The book takes a historical and cultural perspective as Robins focuses on the origin as well as the intimate aspects of daily life in the communities. Requiem For A Classic gives a vivid description of the myriad events surrounding the Classic and how the citizens of the community felt with the demise of it.
Requiem For A Classic also provides compelling evidence of society prior to 1966 and how the Classic impacted the lives of Blacks in the Houston community. Beginning with the forward section the book describes the Jim Crow era of society and its impact on the Black community. In the introduction Robins informs the reader of the how the Classic met its demise. The book continues as it describes what takes place with the leadership of the schools as well as what happens before, during and after the big game.

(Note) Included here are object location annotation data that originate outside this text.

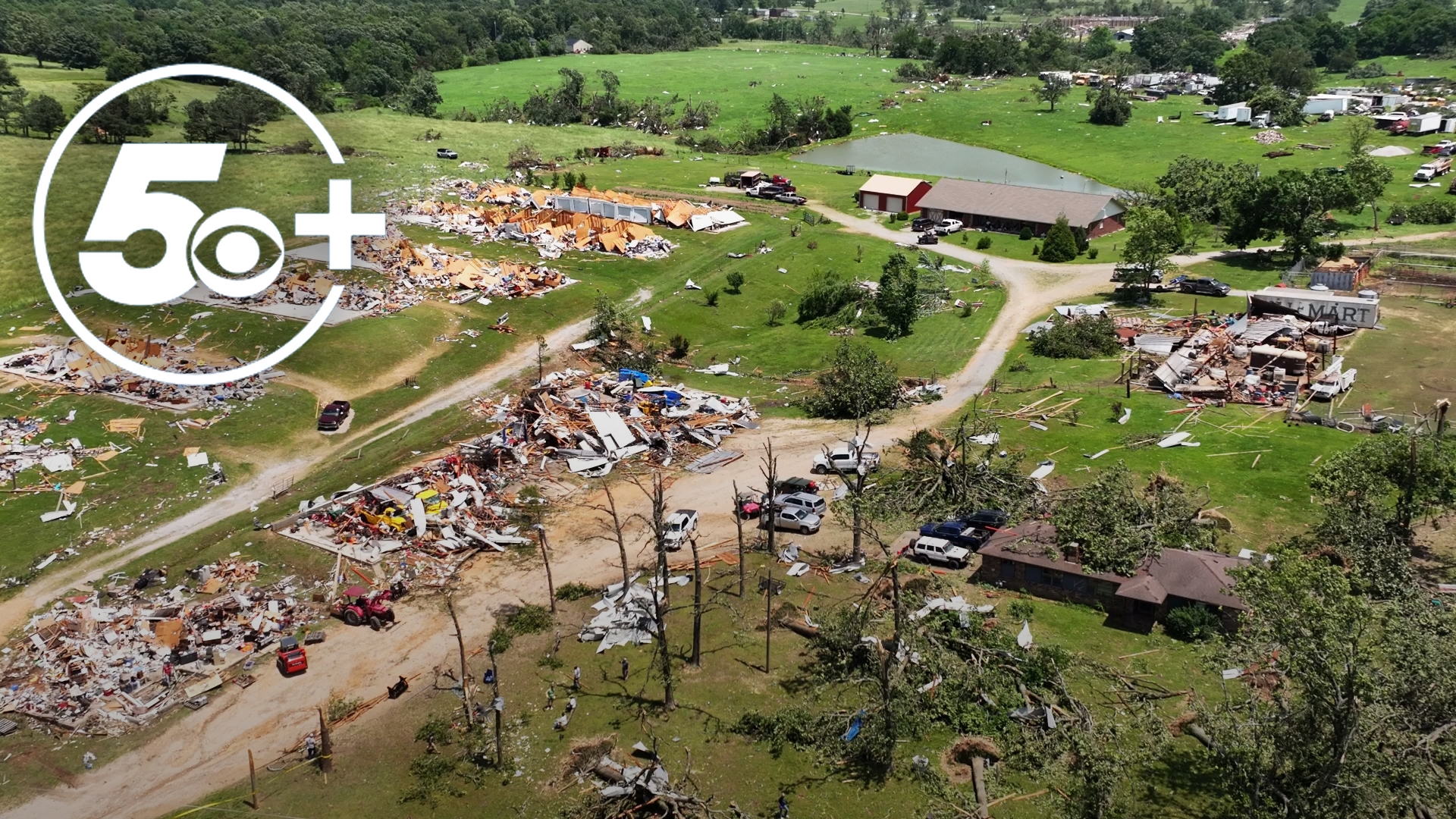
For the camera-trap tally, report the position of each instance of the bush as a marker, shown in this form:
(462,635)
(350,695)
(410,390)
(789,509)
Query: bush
(855,385)
(1432,212)
(1082,338)
(574,591)
(1191,624)
(1062,243)
(1021,610)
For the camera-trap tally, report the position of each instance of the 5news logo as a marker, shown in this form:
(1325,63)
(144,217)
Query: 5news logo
(128,206)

Pure history buffs and sports fans will be intrigued with the description of each game beginning in 1927 thru 1966. Further descriptions of events surrounding the big game include the pep rallies, parades, crowing of the school’s queens and halftime activities as well as after game dances.
Robins was student at Jack Yates High School who participated in the marching band and experienced firsthand, the magnitude of the Classic for five years. He was also an athlete at Yates who captained the swim team for three years. He went on to earn a college athletic scholarship and participated in the marching band and athletics at his Almamater. His professional career spanned more than 40 years as a teacher, coach and administrator both at the high school and collegiate levels.
Robins has authored two other books Swimming Against the Odds and Shimmy To Gold.